The text that I am reading with this is this:
On
The simplest proof I know consists in proving first the special case $$1-t^n=(1-t)(1+t+\dots+t^{n-1})$$ by an easy induction:
Suppose the formula is true for some $n$. Then \begin{align} 1-t^{n+1}&=(1-t^n)+(t^n-t^{n+1})=(1-t)(1+t+\dots+t^{n-1})+t^n(1-t)\\ &=(1-t)(1+t+\dots+t^{n-1}+t^n). \end{align}
For the general case, set $y=\dfrac yx$ and rewrite \begin{align} x^n-y^n&=x^n(1-t^n)=x^n(1-t)(1+t+\dots+t^{n-1})\\ &=x(1-t)\,x^{n-1}(1+t+\dots+t^{n-1})\\ &=(x-t)(x^{n-1}+x^{n-2}y+\dotsm+y^{n-1}) \end{align} since $\;x^{n-1}t^i=x^{n-1-i}y^i$ for all $i=0,1,\dots,n-1$.
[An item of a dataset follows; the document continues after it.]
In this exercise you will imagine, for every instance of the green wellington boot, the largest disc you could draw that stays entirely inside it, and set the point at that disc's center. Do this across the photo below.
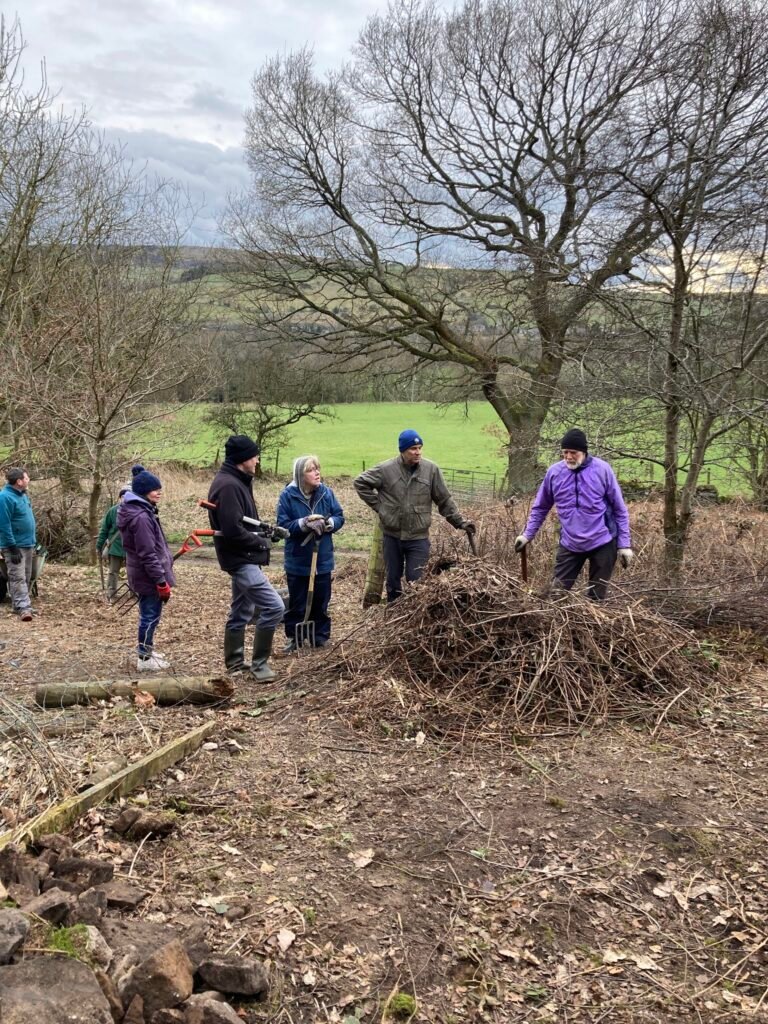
(235, 641)
(262, 648)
Note that we can write $$(x−y)(x^{n−1}+x^{n−2}y+…+xy^{n−2}+y^{n−1})=(x-y)\left(\sum_{k=0}^{n-1}x^{n-1-k}y^k\right)$$
We distribute the $(x-y)$ factor over the sum and obtain $$\sum_{k=0}^{n-1}(x^{n-k}y^k-x^{n-1-k}y^{k+1})$$ Now, we will split this up into two sums, and shift the indexing of the second sum. $$\sum_{k=0}^{n-1}x^{n-k}y^k-\sum_{k=0}^{n-1}x^{n-1-k}y^{k+1}=\sum_{k=0}^{n-1}x^{n-k}y^k-\sum_{k=1}^{n}x^{n-k}y^{k}$$ Now, the formulas inside the sums are the sum. If we take off the first term of the first sum, and the last term of the last sum, the remaining terms will cancel: $$\sum_{k=0}^{n-1}x^{n-k}y^k-\sum_{k=1}^{n}x^{n-k}y^{k}=x^n+\sum_{k=1}^{n-1}(x^{n-k}y^k)-\sum_{k=1}^{n}(x^{n-k}y^{k})-y^n=x^n-y^n$$